Le premier est la marge d’appréciation du législateur. Le Conseil constitutionnel accorde une large marge au Parlement en matière fiscale. Il ne censure que la « rupture caractérisée » de l’égalité — un standard intentionnellement élevé. Le législateur peut invoquer l’urgence climatique, les engagements européens (objectif de 0 émission en 2035), et la nécessité d’un signal-prix fort pour justifier des montants élevés. Le Conseil pourrait juger que le malus, même à 80 000 euros, reste dans la marge d’appréciation du législateur.
Le deuxième est la nature « comportementale » de l’impôt. Le malus n’est pas un impôt « subi » — il est un impôt « choisi ». L’acheteur qui paie le malus a fait le choix d’acheter un véhicule polluant. Le Conseil pourrait juger que le montant du malus — aussi élevé soit-il — est proportionné à l’objectif de dissuasion, et que l’acheteur qui ne veut pas payer le malus a l’option d’acheter un véhicule électrique. Cet argument est contestable (l’alternative n’est pas toujours accessible, comme documenté dans le Bloc 4), mais il a une force juridique réelle.
Le troisième est le risque de conséquences budgétaires. Le Conseil constitutionnel est sensible aux implications budgétaires de ses décisions. Censurer le malus — ou même en limiter le montant — aurait un impact de plusieurs milliards d’euros sur les recettes de l’État. Le Conseil pourrait hésiter à prendre une décision dont les conséquences budgétaires seraient aussi lourdes, et préférer inviter le législateur à « corriger les excès » dans une future loi de finances.
Les scénarios de décision
Si le Conseil constitutionnel était saisi, quatre scénarios de décision sont envisageables.
| Scénario | Probabilité | Effet |
|---|---|---|
| Conformité | Possible | Le CC doit motiver : pourquoi 229 % n’est pas confiscatoire ? |
| Conformité sous réserve | Le plus probable | Plafonnement de l’avance au montant dû / moyens de paiement |
| Censure partielle (art. L. 421-88) | Favorable | Avance intégrale suspendue, délai pour réformer |
| Censure totale (type 2009-599 DC) | Peu probable | Conséquences budgétaires trop lourdes |
Le profil idéal du requérant
La probabilité de succès d’une QPC dépend aussi du profil du requérant — de la situation factuelle qui illustre l’inconstitutionnalité.

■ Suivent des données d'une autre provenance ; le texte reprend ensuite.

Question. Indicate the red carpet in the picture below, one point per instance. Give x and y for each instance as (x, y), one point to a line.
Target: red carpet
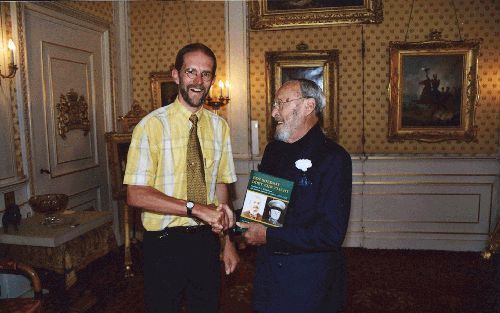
(380, 281)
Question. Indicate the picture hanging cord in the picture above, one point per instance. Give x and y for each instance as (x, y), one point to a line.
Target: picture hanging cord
(454, 12)
(363, 137)
(409, 21)
(456, 20)
(162, 22)
(187, 21)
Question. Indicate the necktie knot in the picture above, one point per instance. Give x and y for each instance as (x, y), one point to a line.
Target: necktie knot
(194, 119)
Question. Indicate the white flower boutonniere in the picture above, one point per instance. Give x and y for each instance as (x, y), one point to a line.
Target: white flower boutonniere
(303, 164)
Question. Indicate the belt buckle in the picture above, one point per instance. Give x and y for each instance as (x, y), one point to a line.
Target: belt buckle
(164, 233)
(191, 229)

Le profil le plus favorable est celui d’une famille nombreuse modeste, monoparentale, vivant en zone rurale ou périurbaine, ayant acheté un véhicule familial sept places adapté à ses besoins, se trouvant dans l’impossibilité matérielle d’avancer le malus intégral, ayant effectué des démarches documentées auprès de l’ANTS et de la DGFIP, et ayant subi les conséquences du blocage (immobilisation du véhicule, fourrière, préjudice pour les enfants).
Ce profil — qui est celui du témoignage fondateur de ce site — maximise la force de chaque grief. Le caractère confiscatoire est illustré par un malus de 80 703 € sur un véhicule de 44 325 €. La rupture d’égalité par une famille éligible mais incapable d’exercer son droit. L’atteinte au droit de propriété par un véhicule en fourrière. Et l’ineffectivité par trois ans de blocage.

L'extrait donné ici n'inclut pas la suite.